But what is causing this? The ‘long-hours culture’ that we have in the UK, particularly around London where the problem is at its worst.
Hang on a moment. I would like to think about this. If you go to work and perform your duties in your working day, why do you need to work any longer than your hours? Whether you have children or not, one of the biggest issues I have with employers is that employees are expected to put in more hours to show they are dedicated staff. For what though? If an employer hires someone for a position, they need to ensure that the workload is sensible. If an employee needs to stay on excessive hours to complete their work, then surely the employer has made a fundamental mistake and rather than expecting someone to work beyond their hours (or a little extra, which I am sure is perfectly acceptable), they need to considering re-evaluating the workload or hiring a new person.
This is nothing new and has nothing to do with an ‘economic downturn’.
Ten years ago I worked for a company where the culture was very much (a) that your ‘working hours’ meant nothing and (b) your own time meant equally little. For example, it was positively frowned upon if you worked your ‘hours’ (9am – 5.30pm). If you left on time other people in the office would say things like “half day then?” Ridiculous. Most people were in (me included) by 7am and didn’t leave until at least 6pm. What did I do then? Well, I took my laptop home and continued to work until around 9-10pm. My bosses would expect an answer from me if they emailed in the evening. I would be asked to fly at weekends (so they could get better air fares) and yet I was never offered time off in lieu. Often I was asked to stay on when overseas so that they could, again, fly me home at a weekend. Charming.

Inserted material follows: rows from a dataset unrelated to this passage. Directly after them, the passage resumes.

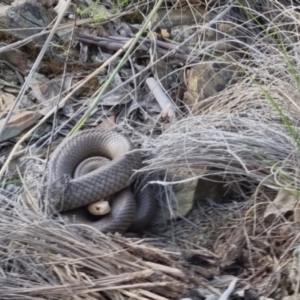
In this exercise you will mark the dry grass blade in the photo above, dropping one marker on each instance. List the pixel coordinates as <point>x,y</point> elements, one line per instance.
<point>50,260</point>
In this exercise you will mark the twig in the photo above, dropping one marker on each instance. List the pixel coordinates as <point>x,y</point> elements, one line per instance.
<point>229,290</point>
<point>163,100</point>
<point>19,98</point>
<point>83,82</point>
<point>119,66</point>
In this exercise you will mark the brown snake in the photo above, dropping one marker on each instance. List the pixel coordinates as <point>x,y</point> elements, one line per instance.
<point>93,181</point>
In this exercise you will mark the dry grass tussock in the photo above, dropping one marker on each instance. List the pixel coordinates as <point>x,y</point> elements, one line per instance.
<point>247,133</point>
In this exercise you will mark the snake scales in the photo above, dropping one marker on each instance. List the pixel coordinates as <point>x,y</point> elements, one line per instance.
<point>89,180</point>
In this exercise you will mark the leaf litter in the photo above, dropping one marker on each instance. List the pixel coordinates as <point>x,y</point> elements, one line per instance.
<point>240,239</point>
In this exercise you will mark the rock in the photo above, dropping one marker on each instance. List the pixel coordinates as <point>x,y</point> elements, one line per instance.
<point>207,79</point>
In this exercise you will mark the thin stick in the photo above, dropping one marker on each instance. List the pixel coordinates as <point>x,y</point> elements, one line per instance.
<point>23,138</point>
<point>117,69</point>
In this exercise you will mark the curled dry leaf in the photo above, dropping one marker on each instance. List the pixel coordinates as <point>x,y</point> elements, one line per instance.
<point>284,202</point>
<point>18,123</point>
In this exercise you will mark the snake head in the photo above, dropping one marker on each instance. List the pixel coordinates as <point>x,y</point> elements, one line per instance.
<point>57,189</point>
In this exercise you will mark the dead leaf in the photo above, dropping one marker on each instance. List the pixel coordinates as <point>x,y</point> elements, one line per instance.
<point>18,123</point>
<point>284,202</point>
<point>108,123</point>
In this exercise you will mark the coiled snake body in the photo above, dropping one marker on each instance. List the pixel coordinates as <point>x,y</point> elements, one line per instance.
<point>89,181</point>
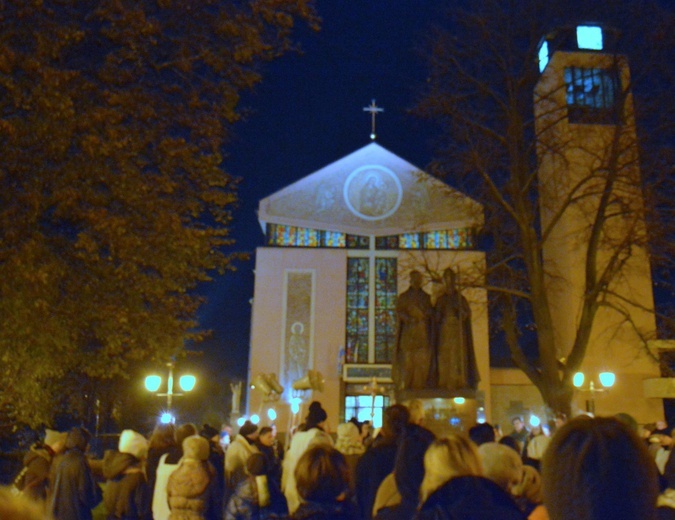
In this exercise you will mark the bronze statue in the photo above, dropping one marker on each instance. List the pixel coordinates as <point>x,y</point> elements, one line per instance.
<point>456,359</point>
<point>413,354</point>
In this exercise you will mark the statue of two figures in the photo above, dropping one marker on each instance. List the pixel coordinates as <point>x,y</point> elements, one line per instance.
<point>434,347</point>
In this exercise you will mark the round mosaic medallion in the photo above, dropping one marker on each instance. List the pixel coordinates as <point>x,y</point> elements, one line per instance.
<point>372,192</point>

So, you’re keen to know how this enhanced my career aren’t you. You want to know that I marched up the ladder of success and did really well in the job.
Sorry to disappoint you.
It wrecked my marriage due to the long hours and arguments about me “never putting that bloody laptop down” and I missed out a huge amount of time with my, now, teenage daughter who was just 18 months when I started the role. Why? Well, I was at work before she woke in the mornings and home from work after she was asleep at night.
So, what benefit did this give me within the company and for my career? I can tell you. It came to the first round of redundancies due to the company being over-valued by the Stock Market and I, along with 100 other people (out of 800 in the company) were made redundant. Thanks for nothing.
Would I ever work like that again? Not a hope in hell.
Would I ever sacrifice my family (which it was my choice to have remember) for a job. No, never.
Am I naive to say this? Maybe from an employer’s point of view, yes but do you know what, I think if more people said enough is enough, then this culture would stop. However, in the UK we are well known as sheep aren’t we. We just follow what the rest of the herd does.
People say they have to work long hours to keep on top of their workload or to ensure that their job is safe with all the competition just waiting to sit at their desk. Really? There is job security out there? Please tell me where it is as I’ve not seen it and I can provide you with a very long list of people I know who worked their socks off doing ridiculous hours for companies to just be cast aside when the cutbacks came.
Your children are only young once. Life is short. Forget the emails for an extra evening. Get home on time a few nights a week and spend time with them. There is no point working yourself into an early grave if the outcome of that is that your own family hardly know you.